After the final 20 were concluded, it was 7-4 Islanders, upended and humiliated by one of the worst teams in the National Hockey League. The gossip thereafter was so intense that the talk was of an immediate firing of Tortorella. The figuring was why wait, if the deed was going to be done in any case at the end of the season.

Fortunes have turned, in some eyes. Some people sense a ship righted, a terrible storm passed. ESPN this week suggested Tortorella deserves another season to test himself, concluding so after a quick survey of some statistics. Then a colleague of mine today said because of the recent improvement, his take was also that Tortorella could be back come fall.

While the future of Tortorella in Vancouver remains undecided, the idea that the team's performance has improved is empty. It may be filed under Not As Bad, but the Vancouver Canucks have not suddenly become a hardy team – and the proof is its poor performance against better competition, getting outplayed each night and winning only one of four.

Recent play cannot be regarded as a plus on the resume of Tortorella's season. And the results in the past eight games don't really bode all that well for many tests in the final seven. The playoffs remain a fractional hope, so if and when Vancouver does miss the postseason for the first time in six years, the fiery coach has failed at the job he was hired to do: revive and spark a veteran team to a better showing than in previous years.

Looking at the past eight games, 5-2-1 is certainly better – a reversal of sorts – from the 2-5-1 of the eight games that came before. So on a relative basis, the recent past compared with the slightly less recent past, the Canucks are on a tear.

Hardly so. First off, of the recent eight games, the Canucks managed only three wins in regulation, with two of the wins coming in shootouts.

And the competition the Canucks faced was not top-tier, half the games against teams out of, or far out of, contention, including Florida and Buffalo.

It is the results in the four games against weak prey that skew total results. The puck-possession headline of the past eight games speaks strongly in the Canucks favour, with Vancouver controlling 55.7 per cent of the play. (Measuring Fenwick for percentage – shots on goal and shots missed, for and against, at even strength when the score is close.)

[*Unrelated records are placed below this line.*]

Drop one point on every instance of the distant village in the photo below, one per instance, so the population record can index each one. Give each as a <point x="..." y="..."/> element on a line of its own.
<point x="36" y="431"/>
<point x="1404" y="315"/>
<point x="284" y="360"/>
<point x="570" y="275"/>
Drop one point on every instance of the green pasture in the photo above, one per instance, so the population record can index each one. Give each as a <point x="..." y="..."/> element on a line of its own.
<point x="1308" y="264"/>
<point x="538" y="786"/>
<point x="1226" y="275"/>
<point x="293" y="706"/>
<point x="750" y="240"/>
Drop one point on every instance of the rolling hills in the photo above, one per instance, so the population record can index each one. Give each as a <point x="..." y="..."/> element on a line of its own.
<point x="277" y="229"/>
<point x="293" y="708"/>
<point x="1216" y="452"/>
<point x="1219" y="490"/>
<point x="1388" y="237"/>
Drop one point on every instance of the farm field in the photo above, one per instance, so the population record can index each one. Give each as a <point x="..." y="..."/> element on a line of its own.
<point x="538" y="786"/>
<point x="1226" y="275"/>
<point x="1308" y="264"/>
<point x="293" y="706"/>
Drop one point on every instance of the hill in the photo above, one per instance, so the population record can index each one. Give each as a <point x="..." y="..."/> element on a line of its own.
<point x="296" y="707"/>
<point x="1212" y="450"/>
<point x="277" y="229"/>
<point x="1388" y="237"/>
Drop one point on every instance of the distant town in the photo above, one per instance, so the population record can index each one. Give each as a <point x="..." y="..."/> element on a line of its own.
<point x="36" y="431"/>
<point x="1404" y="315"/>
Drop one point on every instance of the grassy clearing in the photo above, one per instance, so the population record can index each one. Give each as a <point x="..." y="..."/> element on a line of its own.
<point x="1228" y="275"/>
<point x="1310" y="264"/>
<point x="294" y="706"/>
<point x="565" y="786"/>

Such a figure is what the very best possession teams, the Los Angeles Kings and Chicago Blackhawks, achieve over the course of the season. And through it all in 2013-14, the Canucks have been a solid possession team, 52.2 per cent, good for eighth in the NHL.

Against the four weak teams – Winnipeg, Florida, Nashville, Buffalo – Vancouver was dominant, controlling almost two-thirds of possession, 120 to 62. It hugely buoyed the headline figure.

Against the better teams – Washington, Tampa, Minnesota, Colorado – Vancouver was notably outplayed, controlling only 44.6 per cent of possession, 74 to 92. The Canucks were outplayed by all four better teams, even though they did beat Minnesota and scrape an overtime loss against Colorado.

If the recent trend continues, expect the Canucks to stumble through the rest of the calendar. The remaining seven games – six at home – feature five versus better opponents, the next five games: Anaheim, New York Rangers, L.A., Anaheim, Colorado. Then a last-weekend reprieve, Edmonton and Calgary.

The first test is immediate, Saturday at home, Hockey Night in Canada versus Anaheim, who beat Vancouver 9-1 the last time the teams played, in Anaheim in January. Another blowout probably isn't likely but the Canucks have shown little of late that suggest they can skate with the Ducks.